Many of us dream of living “off grid” or as closely as possible to avoid the never ending increases in electricity price hikes and governments gouging profits from monopoly electricity generators, transmitters and distributors. Now the retail sector of the electricity market has been privatised they want to clip our ticket pretty hard as well.

So how do you know if it’s worth investing in a solar generation system and battery storage unit? Well The Local and Surrounds has crunched the numbers for you. A case study of the average usage of two people in our region can be a useful guide to making these decisions.

Such an average household consumes around 20 kilowatts per day at an average 23 cents per kilowatt or $4.60 per day. This creates quarterly bills of around $420 and a yearly bill of $1680. If you are an air conditioner user you can round this up to $2000 depending on the summer’s severity.
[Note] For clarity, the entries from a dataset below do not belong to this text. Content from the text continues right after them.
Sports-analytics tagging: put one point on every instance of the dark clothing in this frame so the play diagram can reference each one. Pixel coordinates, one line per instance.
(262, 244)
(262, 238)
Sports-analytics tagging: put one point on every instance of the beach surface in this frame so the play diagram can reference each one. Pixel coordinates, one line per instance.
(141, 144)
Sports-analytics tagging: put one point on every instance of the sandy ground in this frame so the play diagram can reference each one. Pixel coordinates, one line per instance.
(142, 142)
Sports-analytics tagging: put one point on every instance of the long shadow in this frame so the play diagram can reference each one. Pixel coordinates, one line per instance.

So the cost of a 6.5 kilowatt solar system is around $6500 installed and the average system this size will generate 27 kilowatts per day or 9855 kilowatts per annum. At an average 10 cents per kilowatt assuming you sell 20 kilowatts per day will nett you $2.00 per day or $730 per year. Assuming you save 23 cents per kilowatt on the remaining 7 kilowatts you use during the day you save $1.61 per day or $587 per year.

Assuming a 3% rise in electricity costs per year the total average yearly saving is $1633 meaning you will break even on your purchase in four years. Assuming the unit lasts 15 years you will go on to make 11 years of further profit totalling $17 963 in total profits. This is around $1197 a year. From this return you have to pay for the 13 kilowatts you use at night costing 23 cents each or $2.99 a day or $1091 per year. This means a profit of $106 per year or a 1.6% p.a. return on investment.
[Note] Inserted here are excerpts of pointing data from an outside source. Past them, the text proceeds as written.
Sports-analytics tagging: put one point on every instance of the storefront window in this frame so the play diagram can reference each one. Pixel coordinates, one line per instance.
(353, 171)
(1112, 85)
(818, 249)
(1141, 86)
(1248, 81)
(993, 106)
If you borrow money at 3% interest you are actually losing money investing in solar without battery storage. Alternatively if you’re not borrowing but earning 5% on this as part of your Super you are also behind.
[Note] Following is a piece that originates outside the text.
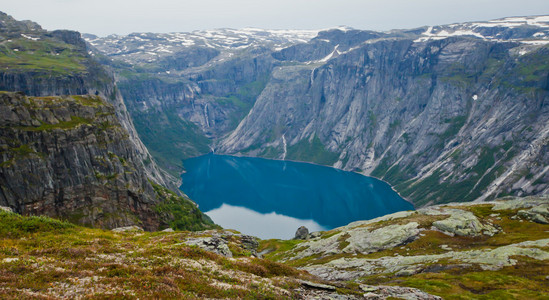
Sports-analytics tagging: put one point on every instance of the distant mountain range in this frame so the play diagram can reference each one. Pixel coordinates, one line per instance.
(444, 113)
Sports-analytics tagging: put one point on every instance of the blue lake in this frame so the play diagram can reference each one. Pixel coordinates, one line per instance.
(272, 198)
If you add a Tesla Battery to the equation it changes the maths significantly as the unit costs a further $14000 to install making the total investment $20500. The average system this size will generate 27 kilowatts per day or 9855 kilowatts per annum. At an average 10 cents per kilowatt assuming you sell 13 kilowatts per day will nett you $1.30 per day or $474.50 per year. Assuming you save 23 cents per kilowatt on the 20 kilowatts you use of your own battery power you have stored you save $4.60 per day or $1679 per year.

Assuming a 3% rise in electricity costs per year the total average yearly saving is $2670 meaning you will break even on your purchase in seven and a half years. Assuming the unit lasts 15 years you will go on to make 7.5 years of further profit totalling $20025 in total profits. This is around $1335 a year or 6.5% p.a. return on investment and no power bills into the future for the full 15 years plus.

If you borrow money at 3% interest you are making money investing in solar with battery storage. Alternatively if you’re not borrowing but earning 5% on this as part of your Super you are also ahead of the game with this option. As always seek your own advice on this.

Of course if you sell your house before the break-even point you may lose unless the buyer pays more for the solar facility however this is always hard to gauge in the overall negotiation of a house sale. There is also risk of solar damage outside the warranty terms or a breakdown so be sure to buy from a reputable company who honours their 15 year warranty.

Please note that the equation for solar without a battery improves the more daytime power you use on things like washing, ironing, cooking and other high use activities. Alternatively the equation for a battery owner is the same whether the cooking, ironing or washing is done anytime of the day as its using power stored from the sun during the day rather than drawing from the grid at night.